Отступил на шаг, собрался попросить закурить, но как объяснить этим гей-туристам? Как спросить? Жестами? Начну показывать, подумают еще, что пососать прошу. Кто знает, что у этих в голове… Все. Давай, мужики, поднял кулак и слегка наклонился, в знак солидарности, мол не осуждает никого, ебитесь, как хотите. Мир вам, гомо-гости.

Пассажиры переглянулись, опять обсудили что-то на своем языке и окно поднялось.

– Проедешь, свернешь, и окажешься на Луговой. Ok? – крикнул в закрытое окно.

Лицо заулыбалось, иностранец показал, что не слышит и жестом еще раз поблагодарил.

– Давай, педрило. Обращайся, если что.

Машина развернулась и уехала в заданном направлении.

Постоял, помахал на прощанье.

Ну вот, другое дело – помог иностранцам, молодец. Плюсик к карме. Пятерочка и в журнал, и в дневник. За это надо покурить. Пошарил в кармане – точно, закончились.

С мыслями «а под дождем прогулка – отличный способ снять напряжение», дошел до бара. Остановился на пороге. Прочитал вслух покосившуюся вывеску «Гуляка». Застыл в нерешительности.

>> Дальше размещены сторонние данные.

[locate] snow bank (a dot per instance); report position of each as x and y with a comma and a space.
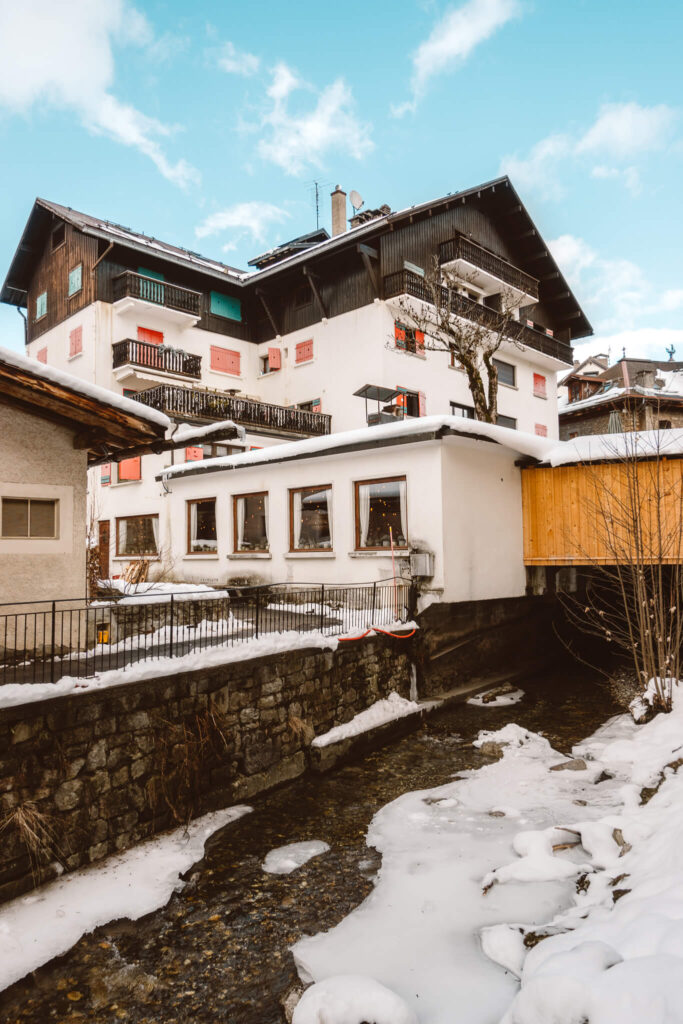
45, 924
387, 710
351, 999
286, 859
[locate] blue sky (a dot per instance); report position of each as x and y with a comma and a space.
205, 126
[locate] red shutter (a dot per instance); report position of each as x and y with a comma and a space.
150, 336
304, 351
76, 341
130, 469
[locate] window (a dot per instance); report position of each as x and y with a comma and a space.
130, 469
304, 351
467, 412
29, 517
58, 236
540, 386
225, 305
75, 342
506, 421
202, 526
507, 373
76, 280
250, 516
381, 513
137, 535
310, 518
224, 360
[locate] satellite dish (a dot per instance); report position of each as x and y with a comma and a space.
356, 200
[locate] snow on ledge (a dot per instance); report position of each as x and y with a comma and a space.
48, 922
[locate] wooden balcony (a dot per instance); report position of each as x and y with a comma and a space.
156, 357
460, 248
195, 403
138, 286
407, 283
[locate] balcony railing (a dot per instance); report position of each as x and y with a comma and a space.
167, 360
462, 248
138, 286
194, 403
407, 283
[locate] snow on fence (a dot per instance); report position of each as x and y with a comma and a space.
41, 641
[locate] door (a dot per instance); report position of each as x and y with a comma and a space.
103, 546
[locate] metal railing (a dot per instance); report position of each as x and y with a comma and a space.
408, 283
168, 360
196, 403
138, 286
44, 641
461, 248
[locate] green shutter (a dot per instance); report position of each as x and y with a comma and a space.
225, 305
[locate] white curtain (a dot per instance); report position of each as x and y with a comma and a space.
296, 519
193, 525
364, 512
240, 510
402, 496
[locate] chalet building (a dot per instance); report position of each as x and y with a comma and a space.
634, 394
307, 342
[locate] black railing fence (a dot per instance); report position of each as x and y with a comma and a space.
42, 642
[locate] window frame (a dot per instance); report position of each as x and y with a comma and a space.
356, 517
292, 493
29, 537
249, 551
200, 501
120, 518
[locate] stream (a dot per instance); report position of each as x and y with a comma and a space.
218, 951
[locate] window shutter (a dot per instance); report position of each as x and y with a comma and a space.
150, 336
304, 351
539, 385
76, 341
130, 469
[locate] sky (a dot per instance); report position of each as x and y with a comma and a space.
206, 126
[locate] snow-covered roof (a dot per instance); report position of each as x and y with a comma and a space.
100, 394
400, 431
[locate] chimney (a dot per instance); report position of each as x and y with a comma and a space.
338, 211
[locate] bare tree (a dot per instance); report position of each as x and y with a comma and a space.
470, 333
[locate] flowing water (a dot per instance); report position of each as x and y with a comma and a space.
219, 949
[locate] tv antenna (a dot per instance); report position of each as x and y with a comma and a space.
355, 200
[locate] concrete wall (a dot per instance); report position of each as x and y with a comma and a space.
112, 767
37, 460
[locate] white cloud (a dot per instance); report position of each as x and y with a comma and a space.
294, 140
453, 39
237, 62
246, 219
621, 133
69, 64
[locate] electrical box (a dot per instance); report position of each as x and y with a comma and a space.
422, 563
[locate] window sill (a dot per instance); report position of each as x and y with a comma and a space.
249, 554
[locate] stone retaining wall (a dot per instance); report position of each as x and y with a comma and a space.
99, 771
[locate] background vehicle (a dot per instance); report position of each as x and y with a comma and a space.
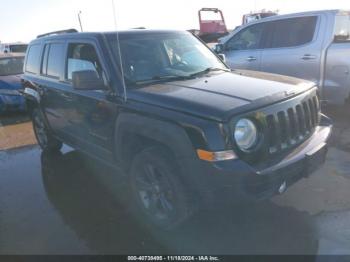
313, 45
210, 29
184, 128
11, 69
251, 17
13, 48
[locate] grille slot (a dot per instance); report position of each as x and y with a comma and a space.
286, 128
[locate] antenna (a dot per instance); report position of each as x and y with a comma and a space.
81, 26
119, 50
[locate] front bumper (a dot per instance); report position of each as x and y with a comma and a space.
240, 179
12, 103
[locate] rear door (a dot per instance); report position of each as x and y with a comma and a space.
293, 48
91, 112
54, 94
243, 50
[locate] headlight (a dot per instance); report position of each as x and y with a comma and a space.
245, 134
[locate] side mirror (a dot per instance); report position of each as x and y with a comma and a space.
222, 57
341, 38
219, 48
87, 80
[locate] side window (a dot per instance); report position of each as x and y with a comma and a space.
54, 60
247, 39
33, 59
82, 57
293, 31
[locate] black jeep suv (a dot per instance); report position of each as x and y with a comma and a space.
184, 128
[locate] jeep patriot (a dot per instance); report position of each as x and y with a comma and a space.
183, 127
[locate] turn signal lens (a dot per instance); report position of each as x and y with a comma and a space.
216, 156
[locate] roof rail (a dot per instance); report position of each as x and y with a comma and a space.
67, 31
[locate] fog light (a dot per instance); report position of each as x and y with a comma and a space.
216, 156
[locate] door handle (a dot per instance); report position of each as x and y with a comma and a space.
308, 57
251, 58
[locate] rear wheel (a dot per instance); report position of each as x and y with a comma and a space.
159, 199
45, 139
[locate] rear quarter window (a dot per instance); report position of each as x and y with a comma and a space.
55, 60
292, 32
33, 59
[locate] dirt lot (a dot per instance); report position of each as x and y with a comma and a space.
64, 205
15, 131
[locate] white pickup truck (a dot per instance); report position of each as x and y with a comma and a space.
312, 45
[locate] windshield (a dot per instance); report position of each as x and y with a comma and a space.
342, 28
11, 66
162, 56
18, 48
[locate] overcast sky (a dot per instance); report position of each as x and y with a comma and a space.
22, 20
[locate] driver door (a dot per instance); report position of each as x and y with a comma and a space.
244, 49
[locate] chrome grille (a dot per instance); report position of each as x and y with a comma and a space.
293, 125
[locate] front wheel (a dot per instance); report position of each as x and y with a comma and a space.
45, 139
159, 199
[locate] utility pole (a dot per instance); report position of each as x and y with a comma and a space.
114, 15
81, 26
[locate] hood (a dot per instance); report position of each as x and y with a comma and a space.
220, 95
10, 82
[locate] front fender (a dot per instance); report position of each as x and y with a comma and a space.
169, 134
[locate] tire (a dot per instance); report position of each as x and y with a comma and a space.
158, 198
42, 134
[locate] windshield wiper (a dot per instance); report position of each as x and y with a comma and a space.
207, 70
155, 79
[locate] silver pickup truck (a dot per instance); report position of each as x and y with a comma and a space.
313, 45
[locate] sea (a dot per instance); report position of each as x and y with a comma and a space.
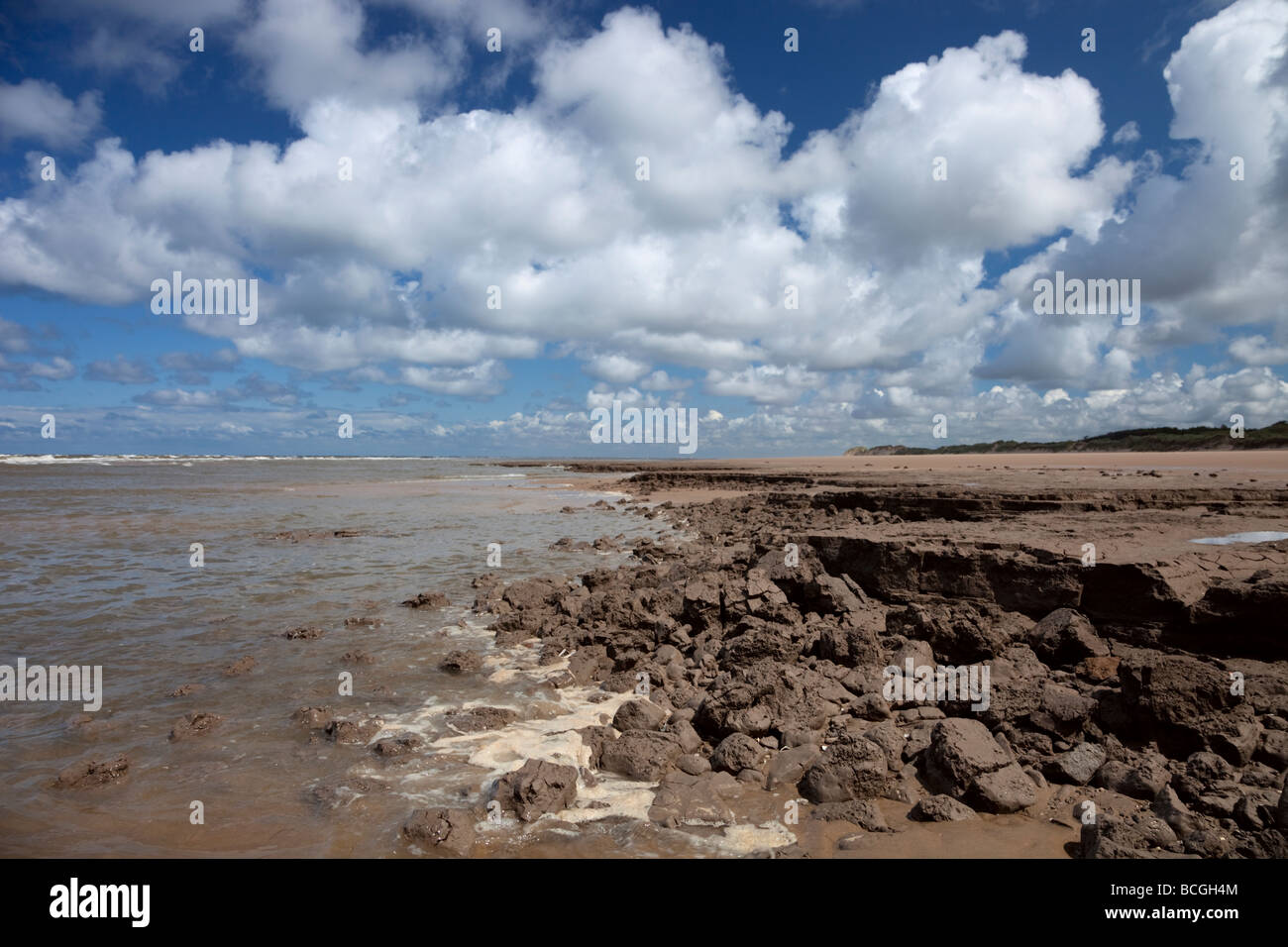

Выпить, конечно хочется, но видеть все эти рожи… Каждая пьянь набивается в друзья. Друзья. Дружба исключительно крепчайшая, беззаветная, искренняя, но скоротечная; стоит выпить с новым дружбаном на рюмку больше нормы и этот новый почти брат подставит кулак к твоему лицу, с размаху подставит, с криком, несколько раз подставит, пока кровь не прыснет или пока компания таких же полу-братьев на вечер, не растащит по углам дерущихся. Плюс, каждый жаждет выпендриться, норовит дать совет, высказать свое исключительно экспертное мнение по любому поводу, по каждому поводу. Нет. Только не в этот раз.